Skip to content

The Extractor

PipePipe never talks to YouTube, BiliBili or SoundCloud directly. Service access lives in the extractor, a standalone Java library the app depends on. You give it a link or a search query; it returns structured model objects: a video with its streams, a channel with its tabs, a playlist, a page of results, a comment thread. No HTML parsing or service API calls happen in the app.

Extractor overview

It started as a fork of NewPipe's extractor, and the package path (org.schabi.newpipe.extractor) still shows it. That is worth stating once and then setting aside: the two codebases have diverged heavily. Services, abstractions, parsing, and behavior differ enough that NewPipe's documentation, issues, and patches rarely map cleanly onto PipePipe. Treat this as its own codebase, not a NewPipe mirror.

The module is self-contained. It builds and tests on its own, without the Android app around it, against a small Downloader abstraction the host supplies.

Services covered today: YouTube, BiliBili, NicoNico, SoundCloud, Bandcamp, PeerTube, and media.ccc.de. Each is a separate implementation of one shared set of interfaces. That is the design: the rest of the code is written against the abstractions, never against a specific site. "Get the streams of this video" is the same call whether the backend is YouTube or SoundCloud; the per-service mess stays behind the interface.
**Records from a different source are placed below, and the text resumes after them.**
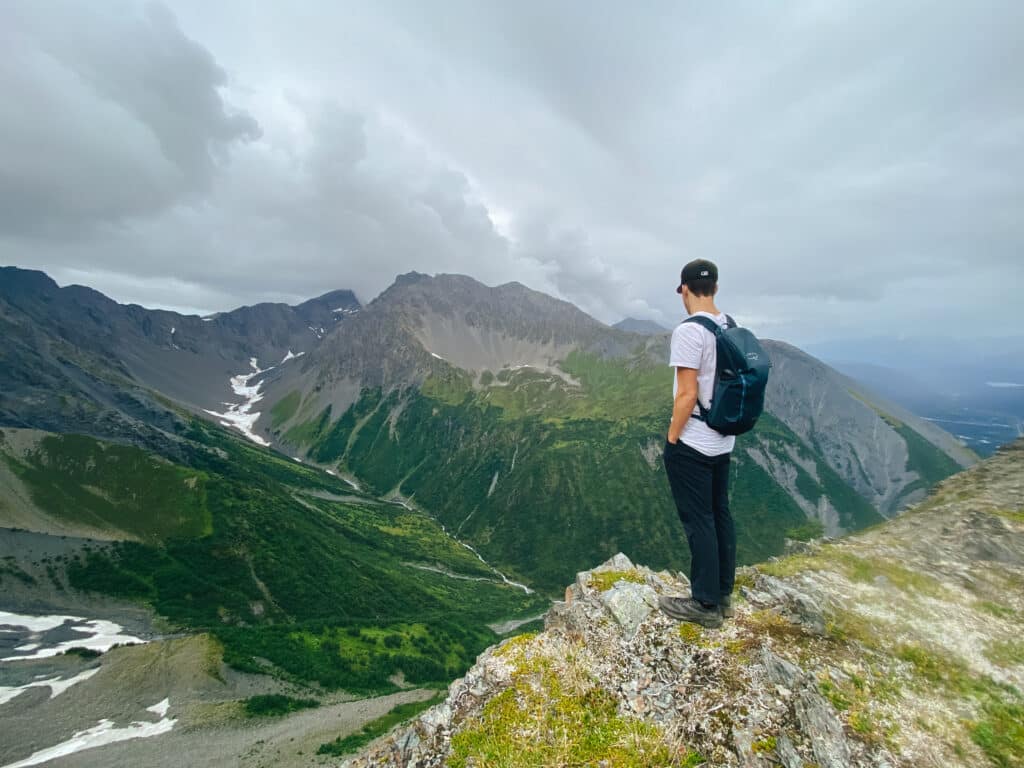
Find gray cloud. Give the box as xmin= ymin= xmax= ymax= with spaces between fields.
xmin=1 ymin=0 xmax=1022 ymax=344
xmin=1 ymin=1 xmax=258 ymax=236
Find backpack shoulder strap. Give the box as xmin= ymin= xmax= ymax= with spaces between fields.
xmin=683 ymin=315 xmax=722 ymax=335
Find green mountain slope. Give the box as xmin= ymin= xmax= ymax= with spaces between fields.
xmin=0 ymin=424 xmax=547 ymax=693
xmin=0 ymin=430 xmax=210 ymax=541
xmin=273 ymin=350 xmax=887 ymax=592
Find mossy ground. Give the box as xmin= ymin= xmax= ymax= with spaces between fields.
xmin=589 ymin=569 xmax=646 ymax=592
xmin=448 ymin=640 xmax=699 ymax=768
xmin=758 ymin=547 xmax=946 ymax=598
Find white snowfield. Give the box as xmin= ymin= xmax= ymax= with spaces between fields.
xmin=0 ymin=704 xmax=176 ymax=768
xmin=146 ymin=698 xmax=170 ymax=717
xmin=0 ymin=668 xmax=99 ymax=706
xmin=0 ymin=612 xmax=146 ymax=662
xmin=281 ymin=349 xmax=305 ymax=364
xmin=203 ymin=358 xmax=273 ymax=446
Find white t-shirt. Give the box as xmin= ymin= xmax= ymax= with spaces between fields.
xmin=669 ymin=311 xmax=736 ymax=457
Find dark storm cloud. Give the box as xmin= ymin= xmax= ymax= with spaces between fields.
xmin=1 ymin=1 xmax=1021 ymax=341
xmin=1 ymin=1 xmax=258 ymax=236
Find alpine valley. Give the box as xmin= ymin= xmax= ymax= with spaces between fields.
xmin=0 ymin=266 xmax=978 ymax=767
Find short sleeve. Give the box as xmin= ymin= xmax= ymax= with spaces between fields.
xmin=669 ymin=323 xmax=704 ymax=369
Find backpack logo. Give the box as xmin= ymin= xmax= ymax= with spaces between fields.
xmin=746 ymin=352 xmax=759 ymax=361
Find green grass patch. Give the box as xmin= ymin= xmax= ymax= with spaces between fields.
xmin=494 ymin=633 xmax=537 ymax=658
xmin=317 ymin=694 xmax=444 ymax=756
xmin=677 ymin=623 xmax=704 ymax=644
xmin=785 ymin=519 xmax=825 ymax=541
xmin=985 ymin=640 xmax=1024 ymax=668
xmin=269 ymin=390 xmax=302 ymax=428
xmin=996 ymin=509 xmax=1024 ymax=524
xmin=760 ymin=547 xmax=945 ymax=598
xmin=816 ymin=667 xmax=899 ymax=748
xmin=3 ymin=433 xmax=210 ymax=541
xmin=977 ymin=601 xmax=1017 ymax=620
xmin=448 ymin=647 xmax=682 ymax=767
xmin=971 ymin=699 xmax=1024 ymax=768
xmin=243 ymin=694 xmax=319 ymax=717
xmin=589 ymin=569 xmax=646 ymax=592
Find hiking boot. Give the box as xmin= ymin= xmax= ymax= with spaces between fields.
xmin=720 ymin=595 xmax=735 ymax=619
xmin=658 ymin=596 xmax=723 ymax=628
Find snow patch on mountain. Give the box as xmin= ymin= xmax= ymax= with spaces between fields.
xmin=203 ymin=358 xmax=272 ymax=447
xmin=1 ymin=705 xmax=176 ymax=768
xmin=0 ymin=612 xmax=146 ymax=662
xmin=0 ymin=668 xmax=99 ymax=706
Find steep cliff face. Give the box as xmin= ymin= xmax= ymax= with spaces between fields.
xmin=763 ymin=341 xmax=975 ymax=516
xmin=346 ymin=440 xmax=1024 ymax=768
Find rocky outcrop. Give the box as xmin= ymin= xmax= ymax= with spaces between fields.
xmin=344 ymin=441 xmax=1024 ymax=767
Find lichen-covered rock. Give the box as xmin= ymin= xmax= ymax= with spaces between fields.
xmin=598 ymin=581 xmax=659 ymax=638
xmin=795 ymin=688 xmax=852 ymax=768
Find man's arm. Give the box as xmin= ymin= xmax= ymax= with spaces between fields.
xmin=668 ymin=366 xmax=698 ymax=443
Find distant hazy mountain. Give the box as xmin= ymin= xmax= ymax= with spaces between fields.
xmin=612 ymin=317 xmax=669 ymax=334
xmin=811 ymin=338 xmax=1024 ymax=456
xmin=806 ymin=335 xmax=1024 ymax=392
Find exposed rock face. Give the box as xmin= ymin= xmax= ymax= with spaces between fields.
xmin=266 ymin=271 xmax=637 ymax=419
xmin=762 ymin=341 xmax=975 ymax=515
xmin=344 ymin=441 xmax=1024 ymax=767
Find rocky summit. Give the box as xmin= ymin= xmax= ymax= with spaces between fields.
xmin=345 ymin=440 xmax=1024 ymax=768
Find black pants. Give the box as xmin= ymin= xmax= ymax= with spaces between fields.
xmin=662 ymin=440 xmax=735 ymax=606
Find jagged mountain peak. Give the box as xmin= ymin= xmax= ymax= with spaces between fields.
xmin=296 ymin=287 xmax=360 ymax=311
xmin=298 ymin=271 xmax=633 ymax=396
xmin=368 ymin=270 xmax=606 ymax=335
xmin=347 ymin=440 xmax=1024 ymax=768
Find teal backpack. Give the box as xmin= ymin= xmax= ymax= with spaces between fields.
xmin=683 ymin=315 xmax=772 ymax=435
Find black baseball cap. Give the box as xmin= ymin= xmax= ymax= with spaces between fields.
xmin=676 ymin=259 xmax=718 ymax=294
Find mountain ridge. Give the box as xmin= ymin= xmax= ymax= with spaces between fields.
xmin=1 ymin=266 xmax=974 ymax=593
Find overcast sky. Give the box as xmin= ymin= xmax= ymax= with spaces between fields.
xmin=3 ymin=1 xmax=1021 ymax=345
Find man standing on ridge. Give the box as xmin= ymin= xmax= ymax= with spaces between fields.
xmin=660 ymin=259 xmax=735 ymax=629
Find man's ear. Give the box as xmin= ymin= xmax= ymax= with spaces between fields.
xmin=713 ymin=284 xmax=719 ymax=296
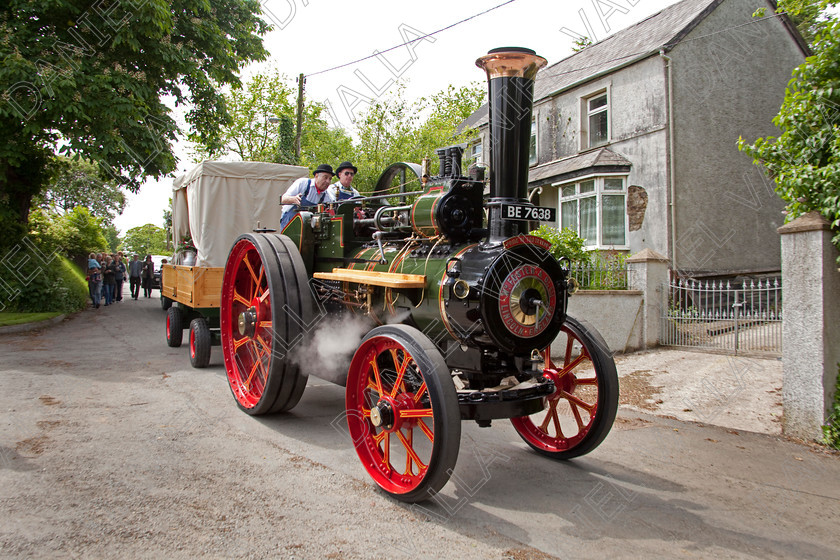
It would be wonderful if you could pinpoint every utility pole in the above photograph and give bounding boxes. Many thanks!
[295,73,305,164]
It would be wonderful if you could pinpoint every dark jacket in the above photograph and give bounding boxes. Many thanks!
[103,262,117,286]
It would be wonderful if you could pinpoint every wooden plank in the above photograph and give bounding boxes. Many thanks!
[194,268,223,308]
[161,264,224,308]
[314,268,426,288]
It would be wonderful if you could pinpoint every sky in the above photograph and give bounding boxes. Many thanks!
[113,0,684,234]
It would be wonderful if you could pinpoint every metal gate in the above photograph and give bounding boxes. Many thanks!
[660,277,782,355]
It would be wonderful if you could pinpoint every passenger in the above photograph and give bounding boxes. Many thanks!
[279,164,335,229]
[328,161,360,201]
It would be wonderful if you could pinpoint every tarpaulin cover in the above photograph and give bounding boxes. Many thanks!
[171,161,308,267]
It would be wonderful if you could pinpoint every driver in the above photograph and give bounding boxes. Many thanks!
[280,164,335,229]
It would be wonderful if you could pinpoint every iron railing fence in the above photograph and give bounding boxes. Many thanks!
[569,262,629,290]
[660,276,782,355]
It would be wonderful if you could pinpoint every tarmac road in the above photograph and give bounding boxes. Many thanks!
[1,294,838,559]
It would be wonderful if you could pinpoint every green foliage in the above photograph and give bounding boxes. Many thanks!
[299,103,354,172]
[571,36,593,52]
[0,312,62,327]
[33,157,126,226]
[190,70,355,170]
[29,206,107,263]
[0,244,88,313]
[739,3,840,261]
[352,84,419,193]
[0,0,270,246]
[776,0,837,45]
[584,250,629,290]
[189,70,296,162]
[529,225,590,264]
[351,82,485,193]
[823,363,840,448]
[122,224,168,257]
[187,74,483,193]
[102,224,120,253]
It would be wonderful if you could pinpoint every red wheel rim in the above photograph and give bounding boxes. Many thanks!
[511,325,600,452]
[190,327,196,360]
[221,239,273,409]
[346,336,436,495]
[166,315,171,340]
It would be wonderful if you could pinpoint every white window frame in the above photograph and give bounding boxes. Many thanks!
[579,87,610,151]
[554,173,629,249]
[467,138,483,165]
[529,116,538,166]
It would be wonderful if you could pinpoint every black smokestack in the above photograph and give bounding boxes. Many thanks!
[476,47,546,240]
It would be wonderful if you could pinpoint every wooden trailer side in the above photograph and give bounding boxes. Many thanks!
[161,264,224,309]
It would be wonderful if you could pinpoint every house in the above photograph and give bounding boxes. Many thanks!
[464,0,808,276]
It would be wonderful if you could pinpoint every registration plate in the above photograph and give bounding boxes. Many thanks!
[500,204,557,222]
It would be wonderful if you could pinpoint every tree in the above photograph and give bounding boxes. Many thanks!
[34,157,126,225]
[29,205,108,263]
[0,0,269,246]
[352,84,420,192]
[189,70,354,168]
[122,224,168,257]
[413,83,486,166]
[299,103,354,173]
[352,82,485,192]
[189,70,296,163]
[739,0,840,259]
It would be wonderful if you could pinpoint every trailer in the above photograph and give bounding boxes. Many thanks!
[161,161,308,367]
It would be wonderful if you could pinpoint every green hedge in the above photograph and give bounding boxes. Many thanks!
[0,243,88,313]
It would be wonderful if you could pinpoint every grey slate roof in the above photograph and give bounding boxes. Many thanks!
[527,148,632,185]
[461,0,725,131]
[534,0,723,101]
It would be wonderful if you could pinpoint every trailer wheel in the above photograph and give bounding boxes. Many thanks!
[161,295,173,310]
[346,324,460,503]
[166,306,184,347]
[511,316,618,459]
[220,233,311,415]
[189,318,211,368]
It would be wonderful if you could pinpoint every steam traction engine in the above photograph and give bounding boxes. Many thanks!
[219,48,619,502]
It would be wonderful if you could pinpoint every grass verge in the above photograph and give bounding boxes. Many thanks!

That uniformity is also why the extractor is the fragile layer. The interfaces are stable; the sites behind them are not. A service can change its layout or API overnight and break extraction for that one service while the others keep working. Most of the work here is keeping each service in step with a site that never agreed to be parsed, and YouTube is the loudest example.

What this section covers

A developer-level tour of how the extractor is built, for contributors reading the code.

  • Architecture: the StreamingService entry point and the family of extractors hanging off it.
  • Extraction flow: what happens from a URL to a finished StreamInfo.
  • Streams and delivery: how media is described once extraction is done, the streams, formats, and DeliveryMethods the player consumes. This is also where it connects to SABR.